Memory dump: [https://drive.google.com/file/d/0B6cTOEVTlAMJVHhadkV4NGlZREE/view?usp=sharing]()

michellelu-nvidia commented 7 years ago

Hi, When you say "it doesn't reproduce on other configs", what other configs were you trying? Debug , checked or profile? If it doesn't reproduce on debug or checked builds, could you please look at the output from PhysX to see if it is warning about illegal operations. In debug and checked builds, many illegal operations are reported and bypassed, whereas in profile and release builds, this validation is disabled and the illegal operations can occur, leading to undefined behaviour or crashes. If there are no warning, could you please provide us a repro?

marzer commented 7 years ago

The four combinations I'm building are Debug/Win32, Debug/x64, Release/Win32 and Release/x64. I've reviewed the PhysX output and haven't seen anything.
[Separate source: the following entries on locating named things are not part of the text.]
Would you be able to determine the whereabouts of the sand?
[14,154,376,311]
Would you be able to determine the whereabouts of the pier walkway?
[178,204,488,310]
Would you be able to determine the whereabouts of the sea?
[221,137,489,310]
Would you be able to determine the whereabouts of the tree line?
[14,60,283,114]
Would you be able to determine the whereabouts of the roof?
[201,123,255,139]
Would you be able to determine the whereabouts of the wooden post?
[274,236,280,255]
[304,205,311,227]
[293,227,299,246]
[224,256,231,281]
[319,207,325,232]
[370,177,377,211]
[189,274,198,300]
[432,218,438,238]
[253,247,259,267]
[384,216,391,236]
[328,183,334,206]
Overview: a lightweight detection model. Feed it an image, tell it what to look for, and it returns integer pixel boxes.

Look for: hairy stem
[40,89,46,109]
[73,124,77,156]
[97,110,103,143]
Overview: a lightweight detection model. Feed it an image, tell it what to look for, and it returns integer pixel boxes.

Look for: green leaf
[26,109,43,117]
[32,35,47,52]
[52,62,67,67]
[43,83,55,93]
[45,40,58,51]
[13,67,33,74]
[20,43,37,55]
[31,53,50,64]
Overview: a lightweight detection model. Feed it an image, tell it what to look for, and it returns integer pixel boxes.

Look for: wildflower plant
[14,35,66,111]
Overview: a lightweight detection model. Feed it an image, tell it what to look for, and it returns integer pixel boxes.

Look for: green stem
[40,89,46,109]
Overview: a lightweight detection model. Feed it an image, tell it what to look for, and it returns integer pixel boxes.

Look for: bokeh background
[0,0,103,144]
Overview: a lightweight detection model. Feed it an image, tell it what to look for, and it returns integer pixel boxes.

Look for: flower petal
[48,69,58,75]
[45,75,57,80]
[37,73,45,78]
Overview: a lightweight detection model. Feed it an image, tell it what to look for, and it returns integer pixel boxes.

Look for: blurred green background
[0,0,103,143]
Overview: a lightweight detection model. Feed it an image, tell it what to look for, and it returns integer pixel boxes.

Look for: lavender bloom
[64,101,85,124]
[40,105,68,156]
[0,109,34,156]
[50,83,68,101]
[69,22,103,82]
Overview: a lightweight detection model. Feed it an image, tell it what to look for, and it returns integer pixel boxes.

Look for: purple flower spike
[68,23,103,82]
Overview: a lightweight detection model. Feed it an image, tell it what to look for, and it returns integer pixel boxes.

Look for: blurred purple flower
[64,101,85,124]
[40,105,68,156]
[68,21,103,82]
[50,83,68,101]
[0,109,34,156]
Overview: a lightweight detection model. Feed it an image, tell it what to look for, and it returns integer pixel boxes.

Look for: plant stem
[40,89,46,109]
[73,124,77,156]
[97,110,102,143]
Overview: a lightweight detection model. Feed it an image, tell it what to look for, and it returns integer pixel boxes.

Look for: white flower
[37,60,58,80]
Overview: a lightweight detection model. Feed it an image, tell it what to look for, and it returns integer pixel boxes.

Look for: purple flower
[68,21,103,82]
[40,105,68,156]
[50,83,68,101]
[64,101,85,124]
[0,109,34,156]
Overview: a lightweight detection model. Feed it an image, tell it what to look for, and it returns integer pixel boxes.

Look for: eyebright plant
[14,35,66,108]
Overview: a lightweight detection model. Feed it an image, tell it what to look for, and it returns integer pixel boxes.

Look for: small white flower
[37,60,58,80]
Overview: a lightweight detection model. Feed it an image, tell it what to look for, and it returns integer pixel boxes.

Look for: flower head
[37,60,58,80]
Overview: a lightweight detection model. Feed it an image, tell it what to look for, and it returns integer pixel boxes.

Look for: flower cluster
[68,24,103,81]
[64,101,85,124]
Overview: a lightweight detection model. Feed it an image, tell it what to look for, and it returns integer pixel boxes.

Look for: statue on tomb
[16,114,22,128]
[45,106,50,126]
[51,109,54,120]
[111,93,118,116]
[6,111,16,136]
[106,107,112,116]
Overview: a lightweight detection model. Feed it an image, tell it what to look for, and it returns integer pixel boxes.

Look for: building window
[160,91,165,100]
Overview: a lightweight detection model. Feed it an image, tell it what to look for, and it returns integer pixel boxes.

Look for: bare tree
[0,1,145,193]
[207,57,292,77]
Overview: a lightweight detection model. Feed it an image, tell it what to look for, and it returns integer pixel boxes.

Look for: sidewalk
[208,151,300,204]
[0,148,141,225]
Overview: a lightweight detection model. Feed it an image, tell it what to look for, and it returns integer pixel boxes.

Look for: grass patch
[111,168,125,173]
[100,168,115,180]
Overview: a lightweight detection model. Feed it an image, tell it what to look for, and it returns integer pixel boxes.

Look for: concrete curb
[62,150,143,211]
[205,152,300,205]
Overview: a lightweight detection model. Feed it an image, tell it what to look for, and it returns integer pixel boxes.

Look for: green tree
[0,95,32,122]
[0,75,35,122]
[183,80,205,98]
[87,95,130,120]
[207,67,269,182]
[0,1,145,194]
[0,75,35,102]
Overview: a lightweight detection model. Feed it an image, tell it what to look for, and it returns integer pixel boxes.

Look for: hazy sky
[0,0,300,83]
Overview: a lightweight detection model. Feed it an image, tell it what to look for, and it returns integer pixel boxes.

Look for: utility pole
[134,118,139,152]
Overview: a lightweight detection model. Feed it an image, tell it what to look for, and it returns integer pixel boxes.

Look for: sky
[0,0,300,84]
I'll work on getting you a repro soon, but in the meantime, I've been able to narrow it down a bit: Rigid bodies with more than one child 'shape'. I do not experience the crash in any build configuration when my scene is entirely composed of rigid bodies with only one shape, but as soon as I add a rigid body with multiple shapes to the scene (in my specific case, a rigid body with 6 BoxGeometries in a 'hollow box' configuration), I get this crash when I delete it. I figured it was because they were forming collision pairs with each other (?), but ruled this out via the filter shader.

michellelu-nvidia commented 7 years ago

If the shapes are belong to the same body, in PhysX, we have filter out the collision between them so you should not need to using filter shader to avoid collision between shapes within the same body.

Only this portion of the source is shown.